Bisherige Vorstellungen über den Methan-Kreislauf gehören auf den Müll

idw - Methan entsteht in der Natur überall dort, wo Biomasse unter Abschluss von Sauerstoff abgebaut wird – zum Beispiel in Sümpfen oder bestimmten Meeressedimenten. Eine aktuelle Studie eines Forscherteam der Universität Bern, des Alfred-Wegener-Instituts in Deutschland und der Pennsylvania State University in den USA zeigt, dass sich auch die Ökosysteme selbst, die Methan in den Tropen emittieren, aufgrund des Klimas und des atmosphärischen CO2-Gehalts im Verlauf der letzten 160'000 Jahre stark veränderten. So ist in den Tropen vermutlich vor allem saisonal überschwemmtes Grasland in kalten Zeiten für die Methanemission verantwortlich, während in warmen Zeiten bewaldete, permanente Feuchtgebiete wichtiger sind.

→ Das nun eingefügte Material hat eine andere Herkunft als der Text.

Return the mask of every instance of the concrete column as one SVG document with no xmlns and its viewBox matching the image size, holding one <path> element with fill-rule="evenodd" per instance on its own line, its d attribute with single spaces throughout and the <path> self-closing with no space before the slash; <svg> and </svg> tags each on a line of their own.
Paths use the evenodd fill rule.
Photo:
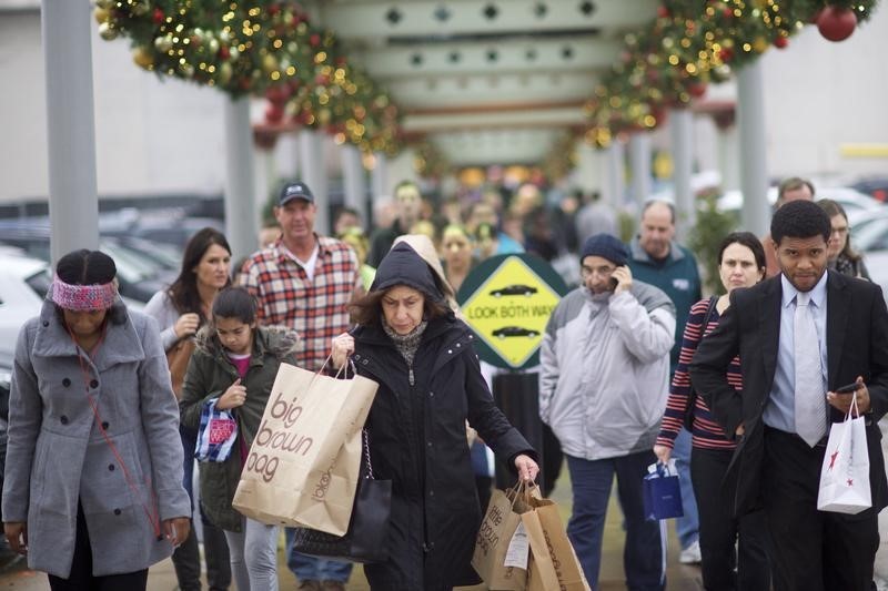
<svg viewBox="0 0 888 591">
<path fill-rule="evenodd" d="M 329 181 L 324 165 L 323 135 L 303 129 L 299 132 L 299 170 L 300 177 L 309 185 L 317 205 L 314 217 L 314 231 L 320 235 L 330 235 L 330 197 Z"/>
<path fill-rule="evenodd" d="M 232 261 L 259 248 L 250 99 L 225 100 L 225 235 Z"/>
<path fill-rule="evenodd" d="M 603 174 L 605 167 L 602 164 L 604 152 L 581 140 L 577 142 L 576 153 L 577 163 L 572 174 L 574 183 L 579 185 L 584 193 L 601 192 L 606 179 Z"/>
<path fill-rule="evenodd" d="M 690 188 L 694 166 L 694 115 L 688 109 L 676 109 L 669 113 L 669 137 L 673 152 L 673 186 L 678 242 L 687 240 L 696 221 L 696 200 Z"/>
<path fill-rule="evenodd" d="M 770 226 L 761 60 L 737 71 L 737 129 L 740 139 L 743 227 L 760 236 Z"/>
<path fill-rule="evenodd" d="M 352 144 L 342 146 L 342 179 L 345 185 L 345 205 L 357 211 L 367 227 L 367 180 L 361 151 Z"/>
<path fill-rule="evenodd" d="M 650 196 L 650 134 L 635 132 L 629 136 L 632 198 L 640 210 Z"/>
<path fill-rule="evenodd" d="M 604 190 L 602 202 L 610 205 L 615 211 L 623 207 L 626 194 L 626 146 L 618 139 L 614 139 L 607 146 L 604 167 Z"/>
<path fill-rule="evenodd" d="M 89 0 L 43 0 L 52 263 L 99 247 Z"/>
</svg>

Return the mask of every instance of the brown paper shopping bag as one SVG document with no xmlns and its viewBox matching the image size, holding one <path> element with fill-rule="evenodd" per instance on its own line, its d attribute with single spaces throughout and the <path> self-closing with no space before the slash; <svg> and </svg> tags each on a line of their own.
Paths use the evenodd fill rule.
<svg viewBox="0 0 888 591">
<path fill-rule="evenodd" d="M 528 507 L 522 495 L 521 486 L 494 490 L 478 529 L 472 567 L 491 591 L 524 591 L 527 584 L 527 539 L 521 511 Z"/>
<path fill-rule="evenodd" d="M 269 524 L 343 536 L 361 463 L 361 429 L 377 384 L 281 364 L 233 506 Z"/>
<path fill-rule="evenodd" d="M 548 499 L 531 498 L 532 509 L 521 520 L 531 542 L 527 591 L 591 591 L 576 552 Z"/>
</svg>

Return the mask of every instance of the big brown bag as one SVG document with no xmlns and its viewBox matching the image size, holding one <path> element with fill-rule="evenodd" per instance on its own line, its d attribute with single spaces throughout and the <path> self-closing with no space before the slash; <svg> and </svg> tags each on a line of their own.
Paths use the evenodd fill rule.
<svg viewBox="0 0 888 591">
<path fill-rule="evenodd" d="M 521 520 L 531 542 L 527 591 L 591 591 L 555 501 L 532 497 Z"/>
<path fill-rule="evenodd" d="M 232 503 L 268 524 L 343 536 L 361 463 L 361 429 L 379 385 L 281 364 Z"/>
<path fill-rule="evenodd" d="M 506 491 L 494 490 L 481 522 L 472 567 L 491 591 L 524 591 L 527 587 L 527 570 L 505 564 L 509 544 L 521 526 L 521 513 L 529 509 L 525 495 L 523 483 Z"/>
<path fill-rule="evenodd" d="M 182 397 L 182 384 L 185 380 L 185 370 L 192 353 L 194 353 L 193 338 L 183 338 L 167 351 L 167 365 L 170 367 L 170 378 L 176 399 Z"/>
</svg>

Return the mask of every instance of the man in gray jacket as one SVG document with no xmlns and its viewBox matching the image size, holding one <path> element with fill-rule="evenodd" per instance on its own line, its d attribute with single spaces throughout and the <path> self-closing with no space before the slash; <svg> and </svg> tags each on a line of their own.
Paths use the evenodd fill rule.
<svg viewBox="0 0 888 591">
<path fill-rule="evenodd" d="M 614 475 L 626 527 L 624 569 L 634 590 L 665 589 L 664 541 L 646 521 L 642 479 L 668 394 L 675 306 L 660 289 L 633 282 L 628 253 L 596 234 L 581 252 L 583 285 L 552 313 L 541 349 L 539 416 L 567 458 L 579 562 L 598 588 L 602 538 Z"/>
</svg>

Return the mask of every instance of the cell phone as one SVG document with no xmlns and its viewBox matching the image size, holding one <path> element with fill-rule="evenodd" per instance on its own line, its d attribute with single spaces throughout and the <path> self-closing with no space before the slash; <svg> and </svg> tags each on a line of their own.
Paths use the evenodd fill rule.
<svg viewBox="0 0 888 591">
<path fill-rule="evenodd" d="M 848 384 L 846 386 L 841 386 L 839 388 L 836 388 L 836 394 L 851 394 L 852 391 L 859 390 L 862 387 L 864 387 L 862 384 L 858 384 L 856 381 L 852 381 L 852 383 L 850 383 L 850 384 Z"/>
</svg>

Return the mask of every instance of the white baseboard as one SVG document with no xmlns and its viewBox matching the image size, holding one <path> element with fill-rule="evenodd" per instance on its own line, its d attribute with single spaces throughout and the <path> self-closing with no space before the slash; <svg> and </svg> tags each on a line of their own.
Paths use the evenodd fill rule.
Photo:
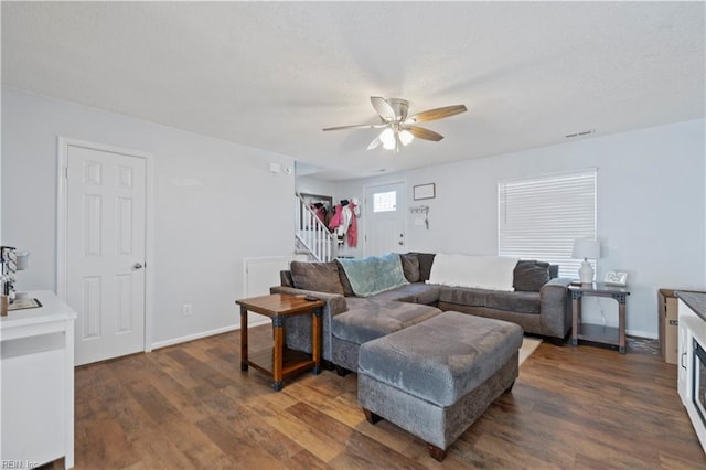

Bei den Forschern ist grundsätzlich ein Umdenken festzustellen, auch was den Klimaeffekt von Methan anbelangt. Vielleicht setzt sich auch allmählich die Einsicht durch, dass Treibhausgase aus erneuerbaren Energien (z.B. Futterpflanzen) nicht vergleichbar sind mit jenen aus fossilen Energiequellenn? Bei der Bewerbung von Biomasseanlagen und Kleinfeuerungsanlagen jedenfalls werden nachwassende Rohstoffe vom Umweltministerium gelobt und sogar subventioniert.